La etiqueta de coche “Made in Europe” va a ser ya realidad en la UE y permitirá importantes ventajas para los fabricantes y los consumidores. Y es que la Comisión Europea ya ha avanzado muchos de los aspectos de su Ley de Aceleración Industrial que ha presentado inicialmente este miércoles en Bruselas, por la que se propone ya directamente que solo se puedan conceder ayudas públicas a la compra de vehículos eléctricos, híbridos o de pila de combustible cuando se pueda asegurar que la mayoría de su fabricación y componentes son europeos.
La Comisión Europea, tras meses de retraso, ha definido por fin el concepto “Made in Europe” que venía exigiendo para los coches eléctricos que reciban ayudas a la compra en nuestro continente, y que mantenía expectantes tanto a la mayoría de estados miembros de la UE como a los propios fabricantes automovilísticos. Pero, ¿cómo se definen y qué vehículos podrán recibir subvenciones con la nueva normativa comunitaria?
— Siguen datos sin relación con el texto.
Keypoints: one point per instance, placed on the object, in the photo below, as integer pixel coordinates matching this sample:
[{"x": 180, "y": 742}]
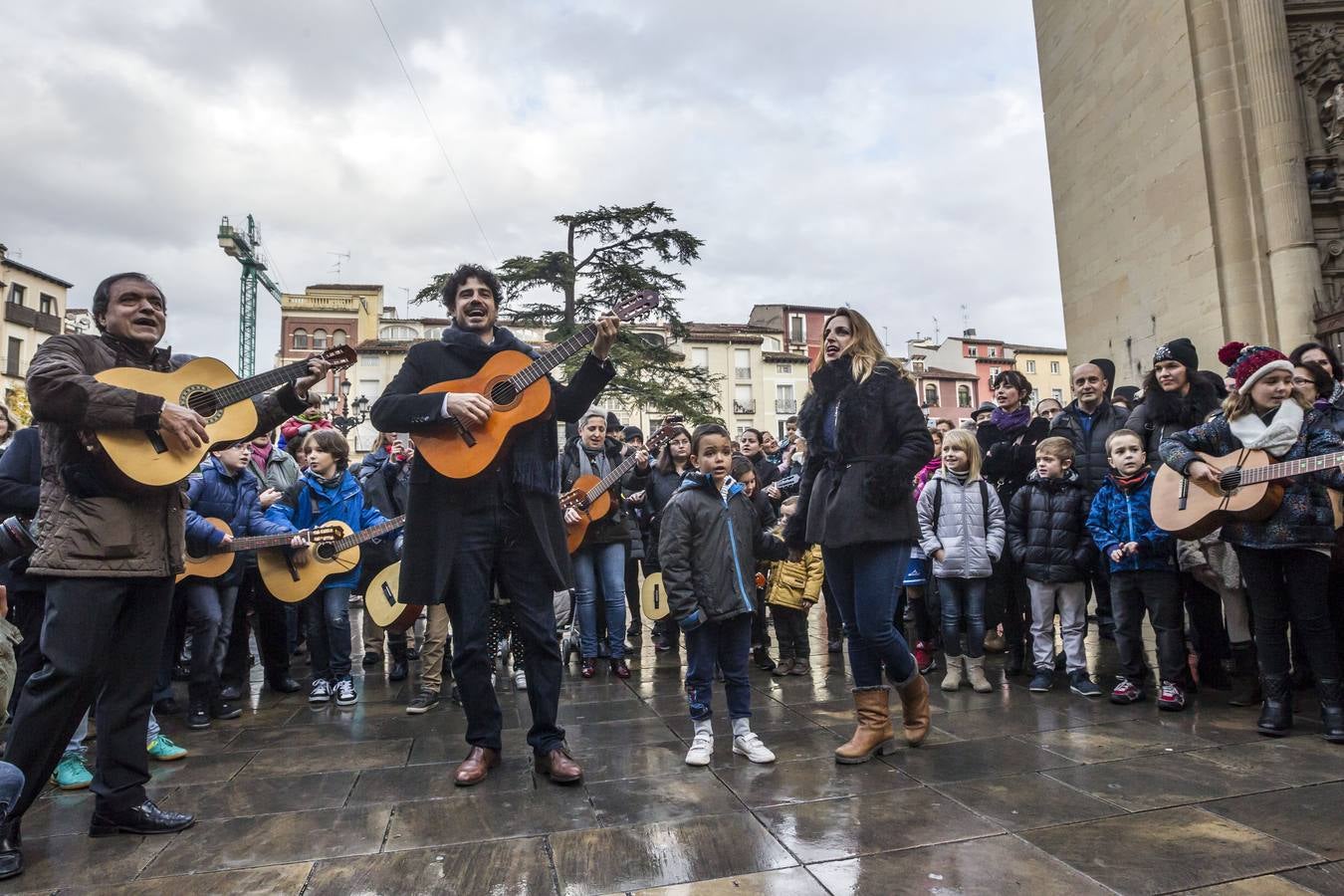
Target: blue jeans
[
  {"x": 963, "y": 599},
  {"x": 728, "y": 644},
  {"x": 605, "y": 561},
  {"x": 863, "y": 579},
  {"x": 329, "y": 633}
]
Coches solo ensamblados en la UE y con un 70% de componentes de origen europeo
La Comisión Europea avanza y exige al sector que solo los vehículos que se ensamblen en la UE y en los que se garantice que un 70% de los componentes sean de origen doméstico europeo, excluyendo las baterías, que tendrán requisitos propios y específicos, puedan ser susceptibles de recibir ayudas públicas a la compra en todos los estados miembros.
Así, el objetivo de la nueva ley es que solo los vehículos que puedan ser catalogados por tanto como “Made in Europe” puedan beneficiarse de estos precios más bajos de adquisición, con el objetivo de incentivar su compra. Para poder ser catalogados así, la UE exigirá que su montaje tenga lugar en países comunitarios y que además al menos un 70% de sus componentes sean de origen europeo, excluyendo como hemos avanzado a las baterías, donde, debido a su mayoritaria fabricación y dependencia china, “solo” obligará a que tres de sus componentes sean europeos, entre ellos las células.
Y en 3 años la UE exigirá requisitos aún más duros
Eso sí, los criterios para considerarse “Made in Europe” se endurecerán además solo 3 años después de que la Ley de Aceleración Industrial entre en vigor, momento desde el que la UE pedirá además que, dentro de ese 70% de componentes europeos exigidos, un 50% incluso se garanticen que corresponden a sistemas eléctricos y de propulsión. Respecto a las baterías, en este período también la Comisión Europea exigirá que al menos 5 componentes tengan que ser de origen comunitario, en lugar de los tres iniciales, endureciendo igualmente sus requisitos para poder recibir ayudas públicas.
Para definir cuándo un vehículo podrá considerarse fabricado con componentes “Made in Europe”, la Comisión Europea asegura que bajo esta etiqueta incluirá por defecto a todos los estados miembros de la UE y a los del Espacio Económico Europeo, que son además Noruega, Islandia y Liechtenstein, así como de otros estados que se consideran desde Bruselas como “de confianza” y que irá designando y oficializando sector a sector, en función a posibles acuerdos comerciales que se alcancen.
En el sector del automóvil, sin embargo, la Comisión Europea pretende restringir en cambio esta definición “Made in Europe” solo para los 27 estados miembros de la UE y a las naciones del Espacio Económico Europeo en el caso de ayudas a las flotas corporativas de vehículos eléctricos, que representan nada menos ya que el 60% del mercado de la Unión Europea. En el caso de ayudas para la compra de vehículos particulares, Bruselas sí pretende ampliar la definición y poder incluir componentes fabricados en esos países considerados por acuerdos de confianza.
Las inversiones chinas, solo ligadas a empresas y mano de obra europea
Además, la nueva Ley de Aceleración Industrial también obligará a que las inversiones extranjeras provenientes de terceros países estén obligadas a operar a través de empresas conjuntas lideradas por firmas europeas y a contratar mano de obra local, una medida que afectaría sobre todo a las compañías chinas, que son las que están entrando con gran fuerza en el último año en el mercado europeo del automóvil. El objetivo de Bruselas es paralizar una tendencia que, según sus expertos, conducirá si no se pone remedio a una pérdida de más de 600.000 empleos en el sector en el plazo de los próximos 5 o 10 años.
"Ya no es posible posponer medidas efectivas para evitar el riesgo de que se desplace la producción local. En ausencia de medidas, las circunstancias actuales llevarían a una dependencia total de terceros países en componentes clave y eso sería una amenaza grave para la seguridad económica y la resiliencia futura de la Unión", ha advertido el Ejecutivo comunitario durante la presentación de la Ley de Aceleración Industrial.